Shaw, Nugent, and Vollmer: Colors of the Yellowstone thermal pools for teaching optics



Previously, several of us described interdisciplinary education based on optical detectors to notify observers when they could see the Aurora Borealis.1 Here we describe a similar interdisciplinary project based on a computer model of the colors observed in the thermal pools of Yellowstone National Park.2 More than three million people visit Yellowstone National Park in the northwestern United States each year. When these visitors encounter the world-famous Yellowstone thermal pools and geysers, they naturally wonder what causes the vivid colors. The biologists tell us the colors are a result of different kinds of microbes living in carpet-like mats coating the rock surfaces of the pools.3,4 However, these microbial mats really are just the beginning of the explanation and misunderstanding can occur for deeper pools if the optical properties of water are not adequately taken into account. Depending on the temperature of the water, the mats can consist of microbes of a variety of colors,5 as summarized in Table 1 and shown in the photographs of Figure 1. At temperatures above approximately 75 °C, the water typically is devoid of microbial mats, leaving a bare rock surface of a grayish-white color. While the information in Table 1 allows visitors to relate the colors they see to the likely pool temperature, this really only works for very shallow water, as scattering and absorption in deeper water significantly alters the spectral distribution of light seen by an observer.2 Therefore, an excellent opportunity arises for teaching about the spectrally variable effects of scattering and absorption in water (not entirely different from the same processes in the atmosphere). This teaching can take the form of a simple presentation using photographs and words or a one-dimensional computer model to predict how microbial mat reflectance spectra are altered as a function of water depth.

Figure 1.

Photographs of (left) Morning Glory Pool and (right) Sapphire Pool at Yellowstone National Park (J. Shaw photos). Labels indicate where spectra were measured for orange (o), yellow (y) and green (g) mats and the center (c).


Table 1.

Typical microbial mat colors and associated water temperatures in Yellowstone National Park.

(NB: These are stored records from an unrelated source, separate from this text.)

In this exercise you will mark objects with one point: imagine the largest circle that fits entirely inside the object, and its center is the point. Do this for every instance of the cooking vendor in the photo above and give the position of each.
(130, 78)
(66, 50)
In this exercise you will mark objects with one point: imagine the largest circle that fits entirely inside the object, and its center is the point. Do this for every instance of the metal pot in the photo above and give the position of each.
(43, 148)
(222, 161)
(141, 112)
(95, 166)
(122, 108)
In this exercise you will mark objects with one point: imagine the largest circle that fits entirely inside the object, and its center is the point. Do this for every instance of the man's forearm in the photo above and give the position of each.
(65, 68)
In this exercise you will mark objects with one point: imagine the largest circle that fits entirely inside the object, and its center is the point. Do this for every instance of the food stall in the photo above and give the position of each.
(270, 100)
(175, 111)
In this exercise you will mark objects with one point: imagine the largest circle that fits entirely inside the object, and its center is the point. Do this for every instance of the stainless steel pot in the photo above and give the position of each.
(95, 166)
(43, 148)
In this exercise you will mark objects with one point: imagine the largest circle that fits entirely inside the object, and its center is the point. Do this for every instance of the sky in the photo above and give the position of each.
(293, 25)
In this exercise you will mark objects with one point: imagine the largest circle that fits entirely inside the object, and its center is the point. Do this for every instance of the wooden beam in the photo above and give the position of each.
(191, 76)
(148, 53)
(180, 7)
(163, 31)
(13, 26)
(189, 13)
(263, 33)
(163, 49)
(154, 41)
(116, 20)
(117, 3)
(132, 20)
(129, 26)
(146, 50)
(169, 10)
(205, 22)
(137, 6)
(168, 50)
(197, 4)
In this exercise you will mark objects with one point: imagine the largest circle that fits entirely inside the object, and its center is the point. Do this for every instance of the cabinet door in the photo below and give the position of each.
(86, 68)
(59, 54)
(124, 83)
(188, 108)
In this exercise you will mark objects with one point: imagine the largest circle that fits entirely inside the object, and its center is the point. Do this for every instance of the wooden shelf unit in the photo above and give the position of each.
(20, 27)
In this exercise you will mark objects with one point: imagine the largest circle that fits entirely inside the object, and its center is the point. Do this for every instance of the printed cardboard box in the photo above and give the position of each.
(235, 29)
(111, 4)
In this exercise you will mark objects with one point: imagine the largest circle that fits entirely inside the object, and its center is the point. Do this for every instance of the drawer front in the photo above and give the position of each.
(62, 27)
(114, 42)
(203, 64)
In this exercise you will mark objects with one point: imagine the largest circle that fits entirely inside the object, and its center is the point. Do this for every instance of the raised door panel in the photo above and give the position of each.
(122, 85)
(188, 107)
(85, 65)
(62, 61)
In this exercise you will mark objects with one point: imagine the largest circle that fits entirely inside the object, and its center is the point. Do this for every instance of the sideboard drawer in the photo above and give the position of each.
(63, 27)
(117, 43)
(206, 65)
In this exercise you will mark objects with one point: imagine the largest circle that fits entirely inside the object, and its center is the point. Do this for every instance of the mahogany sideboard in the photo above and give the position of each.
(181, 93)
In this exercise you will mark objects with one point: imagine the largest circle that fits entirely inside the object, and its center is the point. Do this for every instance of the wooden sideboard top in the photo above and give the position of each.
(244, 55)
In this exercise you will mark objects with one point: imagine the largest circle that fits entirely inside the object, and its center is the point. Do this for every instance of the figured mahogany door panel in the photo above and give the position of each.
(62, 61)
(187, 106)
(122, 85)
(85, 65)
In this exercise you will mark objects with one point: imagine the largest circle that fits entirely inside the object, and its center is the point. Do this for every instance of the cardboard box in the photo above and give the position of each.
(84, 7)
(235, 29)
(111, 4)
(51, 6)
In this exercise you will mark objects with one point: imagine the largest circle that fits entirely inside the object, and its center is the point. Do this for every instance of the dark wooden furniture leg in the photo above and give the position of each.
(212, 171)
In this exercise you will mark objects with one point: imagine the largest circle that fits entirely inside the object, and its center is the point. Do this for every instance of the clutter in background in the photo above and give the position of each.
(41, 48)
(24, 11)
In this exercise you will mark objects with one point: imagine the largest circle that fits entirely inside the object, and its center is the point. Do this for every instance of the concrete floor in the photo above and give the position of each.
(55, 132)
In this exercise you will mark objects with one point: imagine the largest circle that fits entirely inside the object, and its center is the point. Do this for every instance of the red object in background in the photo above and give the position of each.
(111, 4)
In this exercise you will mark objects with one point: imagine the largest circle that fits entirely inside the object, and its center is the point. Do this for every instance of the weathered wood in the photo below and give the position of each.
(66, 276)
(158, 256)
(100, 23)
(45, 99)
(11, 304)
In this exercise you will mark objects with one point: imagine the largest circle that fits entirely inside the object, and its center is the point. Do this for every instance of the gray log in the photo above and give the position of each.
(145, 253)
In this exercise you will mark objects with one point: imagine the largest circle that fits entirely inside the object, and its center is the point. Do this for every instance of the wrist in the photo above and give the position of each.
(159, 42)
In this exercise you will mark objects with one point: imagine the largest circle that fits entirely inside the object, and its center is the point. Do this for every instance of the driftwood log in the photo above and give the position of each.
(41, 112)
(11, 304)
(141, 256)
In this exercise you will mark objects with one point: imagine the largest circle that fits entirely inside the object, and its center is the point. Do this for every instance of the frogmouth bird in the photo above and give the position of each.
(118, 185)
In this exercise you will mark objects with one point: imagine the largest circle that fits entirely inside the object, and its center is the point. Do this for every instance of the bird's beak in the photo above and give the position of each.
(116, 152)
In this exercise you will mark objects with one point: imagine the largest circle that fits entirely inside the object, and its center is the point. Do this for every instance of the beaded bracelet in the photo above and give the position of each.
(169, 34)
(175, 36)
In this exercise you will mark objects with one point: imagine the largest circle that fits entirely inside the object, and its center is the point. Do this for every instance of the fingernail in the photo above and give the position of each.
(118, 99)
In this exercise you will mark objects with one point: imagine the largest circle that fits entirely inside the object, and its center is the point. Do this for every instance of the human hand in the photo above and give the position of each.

Visible colorApproximate water temperature
Brown, red, green43 °C
Orange57 °C
Yellow, Green, or greenish-yellow70 °C
Yellow75 °C
Limit to Photosynthesis75 °C
Pink83 °C
White85 °C



If a colored object were slowly lowered deeper and deeper into water, an observer outside of the water would see the color gradually shift toward blue until the object finally disappeared. How much the color would shift until the object disappeared depends on the clarity of the water, but for water with very little suspended particulate matter it would be very significant. This is essentially what explains the color patterns in Morning Glory Pool and similar thermal pools at Yellowstone National Park (see Figure 1). However, instead of an object sinking to the bottom, consider a yellow microbial mat coating the rock walls of a pool like Morning Glory Pool. The color seen by an observer standing next to the pool would fade from yellow near the outer edge to green nearer the center, and finally to dark blue at the very center. Without considering the optical properties of water, Table 1 could lead one to assume that this pattern of colors arose from a temperature gradient within the water (which could, in fact, explain such a pattern in shallower water); however, we recently published computer simulations2 closely resembling the left-hand photograph of Figure 1, which were created using a solid-color surface in a conical-shaped pool such that the mat was seen through progressively deeper water from the outer edge toward the center. The simulation of Morning Glory Pool is shown in Figure 2, the general pattern of which should be compared with the left-hand picture in Figure 1. The orange region at the very outer edge of the photograph in Figure 1 is not included in the simulation because it is almost certainly a different kind of microbial mat because the shallow water at the outer edge is slightly cooler than the deeper water.

Figure 2.

Simulation of Morning Glory Pool using 7-m depth with a single-species yellow cyanobacteria mat whose spectrum was measured in shallow waters near the pool edge.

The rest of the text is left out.